The repair skills of a generation ago don’t really prepare us for today’s world.  A modern car has 100 million lines of source code.  Most of your home appliances are complex computers.  The glowing LEDs that surround you should be a constant reminder of just how much of our world is built on the IC: the Integrated Circuit.

A few months ago, due to some encouragement from the Squid Wrench meetings, I decided it was time to dive back into my college electronics and see what I could relearn.  Susan was originally skeptical, as this was a new hobby with a few hundred dollars worth of startup costs.  As soon as I got my new soldering iron I dug in to fixing some LED light strands that had a few wires sheered.  One strand was successful, the other way not.  A decent start, but not great.

The real success came the following weekend when I decided to crack open a chime alarm clock that Susan had bought a few years ago, which stopped working 6 months later.  It had been laying on a shelf for years.  After some poking and prodding, and adding insulation between a couple of wires, it came back to life.  The clock, new, is more than a hundred dollars, so my investments were starting to show returns.  Later that day I managed to fix a 5 year dead Shruti Box, which was another hundred dollars recovered.

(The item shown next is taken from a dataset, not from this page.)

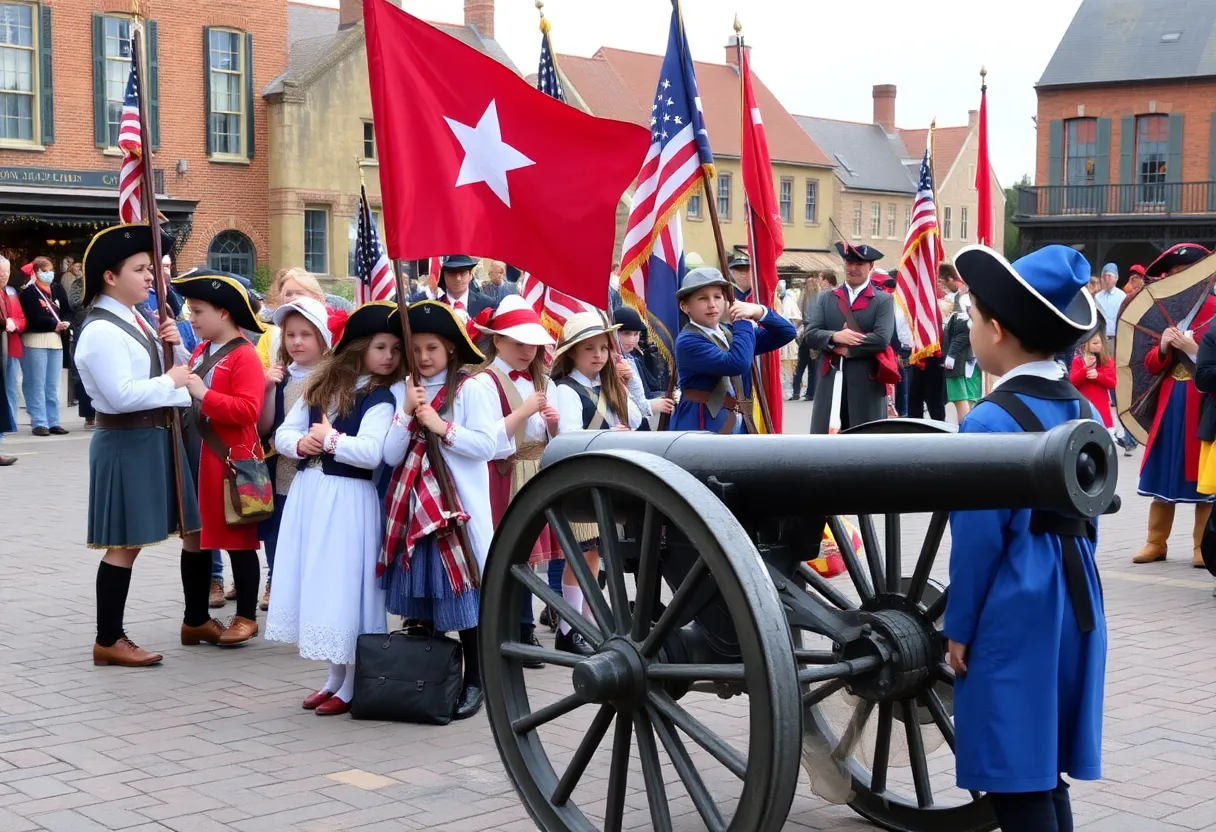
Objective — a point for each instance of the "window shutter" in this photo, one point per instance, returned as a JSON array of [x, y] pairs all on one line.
[[153, 86], [207, 89], [100, 131], [1126, 163], [45, 85], [248, 95]]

None of these repairs required stellar amounts of skill, but they required determination to open up the black box and try to figure out what was going on on the inside.  It is a determination that is being bred out of us as our everyday devices are showing up hermetically sealed from vendors that just want us to buy a new one in 12 months and throw the old one out.

A new kind of green

Last year our local fairgrounds had a Green Fair and Expo in April, which we went to.  It looked a lot like a home show with slightly more discussion of solar and geothermal.  Of the hundred or so vendors there I found about 3 that I cared to talk to.  This year, it was a very different event.  It was billed as an Earth Day celebration, and the green fair aspects of marketing slowly evaporated as we got closer to the event.  There were hardly any vendors, a lot of the space was given up to musicians and lectures.  Space wise it was poorly set up, and you could see that they got a lot fewer booths than they’d expected.

However, there was one thing that was really inspiring.  There was a table set up for the Hudson Valley Materials Exchange: “a non-profit community warehouse for materials rescued from the business wastestream”.  You could buy various wood, metal, plastic and textiles that were the intermediate stages of some manufacturing.  Stuff that would otherwise end up in a landfill.  This group has apparently been around for a decade.

It also spawned a giant swappapalooze area in a separate tent where kids were building all kinds of things with wood, cloth, glue, and anything else they could get their hands on.  That’s an inspiring thing to see now adays.  No kids hanging out in the corner with Nintento DSs, just going after wood with a saw.  This idea of repairing what we typically would throw out, and buidling more of what we need is definitely a new kind of green.

What if Earth Day became an anchor event in the Maker Community?  Wouldn’t that be exciting.